After the operation Peter’s stomach was smaller than a tennis ball. He had to eat very small meals for the rest of his life. If he ate too much at one time the results were distressing, and by the time he was forty he had learned never to swallow another morsel, or drink another drop, once the pressure in his gut told him he had touched his limit.
‘This has not meant I can’t enjoy my food and my wine,’ he said now, after explaining to his dinner companion why he had such tiny portions, and why he took so long to eat them. ‘I simply have to be prudent, and rely on the patience of those unfortunate enough to be dining with me.’
His guest, Stefan Fliegel, said he had hardly noticed anything unusual. It was obvious that could not be true, since the host had gagged, spluttered and hiccuped his way through the entire meal. But Fliegel knew that Peter Leder was susceptible to boot-licking. It had helped engineer this meeting, and Fliegel saw no reason to abandon the tactic.
‘My only regret,’ Leder said, ‘is that my condition has aged me in a number of ways. Doctors have explained that it is a nutritive defect, a failure of the body to take in nourishment at the rate I
need it. My reliance on food supplements, while sustaining me, has meant my tissues have aged ahead of their time.’
‘You don’t look any older than your years,’ Fliegel said smoothly. ‘I happen to know you’re sixty-one, which is a year younger than I am.’
‘There you are, then!’ Fliegel said, fluttering his napkin. ‘Look at the difference in us.’
‘I was about to say, Herr Leder, that I observed no apparent age difference at all.’
The truth was that Stefan Fliegel could have been mistaken for Peter Leder’s son. Leder looked twenty years older than his age, while Fliegel, who spent a portion of every year bronzing himself at the Italian lakes, looked like a man of fifty. Fliegel was also good-looking and moderately athletic in his build. Leder was stooped and pot-bellied; he had blotchy skin, his face was deeply lined, and his teeth were discoloured by years of drinking iron tonic.
‘Ahem.’ Leder dabbed his mouth with his napkin, heralding a change of subject. ‘I see no need to delay telling you this any further - I have decided that your application for funding should be approved.’
‘Oh…’ Fliegel sat back, mouth slightly open.
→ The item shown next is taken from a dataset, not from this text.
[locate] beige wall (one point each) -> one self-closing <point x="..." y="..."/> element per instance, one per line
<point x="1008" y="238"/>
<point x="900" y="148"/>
‘The fact that I asked you to dinner was no indication of my approval, as I warned you when I issued the invitation.’
‘I understand that, Herr Leder,’ Fliegel beamed.
‘I have frequently entertained men to dinner on occasions when I have had to decline their applications. I simply feel that the dinner table is an excellent place to conclude an item of business, one way or the other.’
‘I’m very grateful you’ve seen fit to help our foundation, sir.’
‘Well now, any properly-run organization aimed at improving the quality of life and outlook for disadvantaged young Germans is bound to have the support of myself and my directors.’
‘It is through the foresight and generosity of people such as yourself that we are able to carry on our work.’
Fliegel was proud of the way he could match Leder’s stuffy manner of speech. He also sat forward when Leder sat forward, and folded his hands when Leder did. Mirroring, he had learned, was a way to lower the other fellow’s guard.